Duplicate rows in CSV files based on values

vbhonde11 · April 15, 2011, 4:48pm

I am new to this forum and this is my first post.

I am looking at an old post with exactly the same name. Can not paste URL because I do not have 5 posts

My requirement is exactly opposite.

I want to get rid of duplicate rows and try to append the values of columns in those rows

Input

abc, first line, value1
def, second line, value2
def, second line, value3
ghi, third line, value4

Output

abc, first line, value1
def, second line, "value2,value3"
ghi, third line, value4

DGPickett · April 15, 2011, 4:55pm

sort and use sed, with two lines in the buffer, to fold them together.

vbhonde11 · April 15, 2011, 5:07pm

Thanks a lot for your quick reply. I appreciate your help but I am new to scripting could you please add some sample code. I can modify it as per my requirement.

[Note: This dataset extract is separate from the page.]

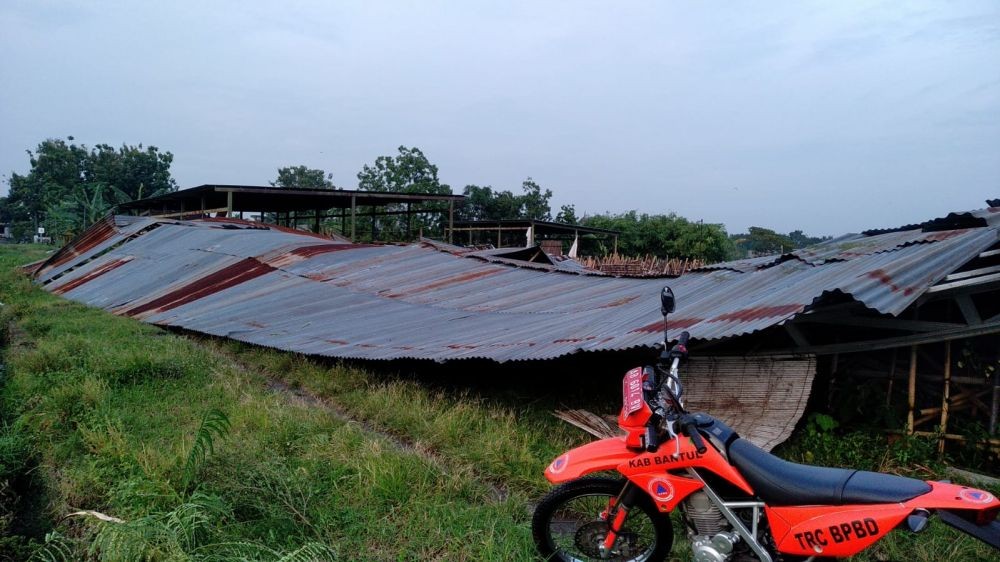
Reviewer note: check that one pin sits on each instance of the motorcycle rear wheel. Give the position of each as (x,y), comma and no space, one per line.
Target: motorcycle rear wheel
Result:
(567,524)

Shell_Life · April 15, 2011, 6:05pm

See if this works for you:

#!/usr/bin/ksh
typeset -i mCnt=0
mPFld1="First_Time"
IFS=','
while read mFld1 mFld2 mValue
do
  if [[ "${mFld1}" != "${mPFld1}" || "${mFld2}" != "${mPFld2}" ]]; then
    if [[ "${mPFld1}" != "First_Time" ]]; then
      if [[ ${mCnt} -gt 1 ]]; then
        echo ${mPFld1}'COMMA'${mPFld2}'COMMA"'${mOutValue}'"'
      else
        echo ${mPFld1}'COMMA'${mPFld2}'COMMA'${mOutValue}
      fi
    fi
    mOutValue=''
    mCnt=0
  fi
  if [[ "${mOutValue}" = "" ]]; then
    mOutValue=${mValue}
  else
    mOutValue=${mOutValue}'COMMA'${mValue}
  fi
  mPFld1=${mFld1}
  mPFld2=${mFld2}
  mCnt=${mCnt}+1
done < Inp_File
if [[ "${mPFld1}" != "First_Time" ]]; then
  if [[ ${mCnt} -gt 1 ]]; then
    echo ${mPFld1}'COMMA'${mPFld2}'COMMA"'${mOutValue}'"'
  else
    echo ${mPFld1}'COMMA'${mPFld2}'COMMA'${mOutValue}
  fi
fi

Run it as follows:

>my_script > Out_File
>sed 's/COMMA/,/g' Out_File

vbhonde11 · April 15, 2011, 6:32pm

Thanks a lot for your reply. Really appreciate your quick help
The output is as follows

 
abc, first line, value1
def, second line," value2, value3"
ghi, third line, value4
,,

I am sorry but one more question. If file has 3 more columns

Input

 
abc, first line, value1, col1,col2,col3
def, second line, value2, col4,col5,col6
def, second line, value3, col4,col5,col6
ghi, third line, value4, col7,col8,col9

output

 
abc, first line, value1, col1,col2,col3

def, second line," value2, value3",col4,col5,col6
ghi, third line, value4,  col7,col8,col9

will there be a major change in this code? I am trying it now. Also I am trying to get rid of those extra commas on the last line of the output file.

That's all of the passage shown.